A partir daqui, o Lille foi mais atrevido. E o Porto mais reminiscente — ou, como diria o dicionário, mais “lembrança vaga” ou “quase apagada”. De repente, pareceu que todos sabiam o que tinha acontecido em 1971, frente ao Nantes. Aos 32’, Gueye remataria outra vez, Roux cabecearia ao lado da baliza de Fabiano, aos 39’ e, no mesmo minuto (isto por azar), Alex Sandro saía lesionado.

O intervalo trazia o tempo para apagar esta lembrança. Aos 48’, Yacine Brahimi foi o primeiro a pegar na borracha. E logo ele, um argelino meio francês — internacional pelas seleções gaulesas entre os sub-16 e os sub-21 –, com jeito para bater na bola, se chegou à frente para marcar o livre direto que daria o 1-0 do alívio aos dragões.
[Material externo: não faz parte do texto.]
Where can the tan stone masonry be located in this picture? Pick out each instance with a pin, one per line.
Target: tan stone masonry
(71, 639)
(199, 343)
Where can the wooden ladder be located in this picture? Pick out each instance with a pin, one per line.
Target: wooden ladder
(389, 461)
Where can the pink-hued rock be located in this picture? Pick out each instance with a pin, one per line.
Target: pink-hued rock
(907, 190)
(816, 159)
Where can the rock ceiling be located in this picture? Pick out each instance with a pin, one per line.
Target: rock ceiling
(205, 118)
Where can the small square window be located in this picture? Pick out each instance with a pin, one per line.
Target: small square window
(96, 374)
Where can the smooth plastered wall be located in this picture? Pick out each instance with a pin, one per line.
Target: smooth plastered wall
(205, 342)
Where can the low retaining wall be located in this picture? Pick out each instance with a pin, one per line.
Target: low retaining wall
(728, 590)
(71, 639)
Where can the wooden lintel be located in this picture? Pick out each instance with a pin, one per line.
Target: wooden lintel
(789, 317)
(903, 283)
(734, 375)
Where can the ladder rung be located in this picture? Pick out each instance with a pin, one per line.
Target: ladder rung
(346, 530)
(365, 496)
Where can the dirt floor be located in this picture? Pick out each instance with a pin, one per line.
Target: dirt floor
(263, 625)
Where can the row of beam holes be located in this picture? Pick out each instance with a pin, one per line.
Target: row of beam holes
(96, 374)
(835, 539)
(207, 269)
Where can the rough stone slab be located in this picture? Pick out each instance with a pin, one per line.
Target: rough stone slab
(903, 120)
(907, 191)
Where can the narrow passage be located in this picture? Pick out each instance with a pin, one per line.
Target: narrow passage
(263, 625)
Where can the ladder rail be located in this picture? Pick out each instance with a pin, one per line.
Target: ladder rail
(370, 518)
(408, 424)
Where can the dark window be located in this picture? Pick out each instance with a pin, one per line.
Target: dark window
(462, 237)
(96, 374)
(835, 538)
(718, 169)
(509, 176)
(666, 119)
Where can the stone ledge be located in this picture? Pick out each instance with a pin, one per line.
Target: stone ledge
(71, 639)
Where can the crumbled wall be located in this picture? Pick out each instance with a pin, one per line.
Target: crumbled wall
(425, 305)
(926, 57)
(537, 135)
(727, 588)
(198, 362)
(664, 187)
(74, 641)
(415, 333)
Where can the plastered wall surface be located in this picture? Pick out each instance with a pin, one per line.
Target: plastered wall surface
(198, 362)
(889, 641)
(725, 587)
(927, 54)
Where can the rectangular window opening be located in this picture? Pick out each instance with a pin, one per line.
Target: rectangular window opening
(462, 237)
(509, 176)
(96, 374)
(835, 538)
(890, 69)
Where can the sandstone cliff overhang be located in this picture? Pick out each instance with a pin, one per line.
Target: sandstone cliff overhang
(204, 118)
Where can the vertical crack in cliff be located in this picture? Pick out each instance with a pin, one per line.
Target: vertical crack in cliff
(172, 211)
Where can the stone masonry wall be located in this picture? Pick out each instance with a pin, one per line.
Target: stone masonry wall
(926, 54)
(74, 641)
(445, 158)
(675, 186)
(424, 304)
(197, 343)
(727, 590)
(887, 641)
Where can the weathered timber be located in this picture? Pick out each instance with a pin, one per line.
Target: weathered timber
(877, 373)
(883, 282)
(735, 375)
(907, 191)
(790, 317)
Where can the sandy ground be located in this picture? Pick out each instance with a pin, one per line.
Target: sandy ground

Vincent Enyeama nem se mexeu. Corrida, pontapé e golo.

De repente, o Lille precisava de dois golos. Os mesmos que o Nantes marcara há 43 anos. Aos 50’, um remate de Divock Origi quase conseguia um e, aos 53’, um livre disparado por Corchia obrigou Fabiano a defender na relva. Dez minutos passados e Rúben Neves apanhava com a segunda chuva de aplausos do Dragão — o menino já fora substituído na primeira jornada da liga.

Para o seu lugar entrou Evandro, o ‘10’ que Lopetegui vai preferindo a Juan Quintero e que, aos 68’, acelerou a bola com um passe, meteu-a em Brahimi e o argelino, à entrada da área, encaminhou-a para Jackson que, de primeira, rematou de pé esquerdo. Instinto, 2-0 e a porta mais entreaberta rumo à fase de grupos da Champions. O resto foi calmo, exceção feita ao minuto 82, quando Danilo atirou o corpo contra a bola rematada por Rony Lopes, dentro da área.

Ainda houve tempo para uns assobios. Eles apareceram aos 86’, quando Ricardo, o sem apelido, se preparava para substituir Casemiro, ao invés do outro Ricardo, o Quaresma, que Lopetegui só mandou levantar o banco para aquecer. E pronto, foi o tal outro Ricardo que, no final, estava em campo para celebrar a passagem da terceira equipa portuguesa à fase de grupos da Liga dos Campeões.

Feito que se repete pela quarta vez: aconteceu em 2006, 2007 e 2012. Agora, e ao contrário do do costume, o FC Porto entrou pela porta das traseiras, mas sabe que, na sexta-feira, o seu nome estará dentro de uma das 32 bolas que serão sorteadas para a ver quem joga contra quem. Era esse o objetivo. E não foi o Lille a impedi-lo de o atingir.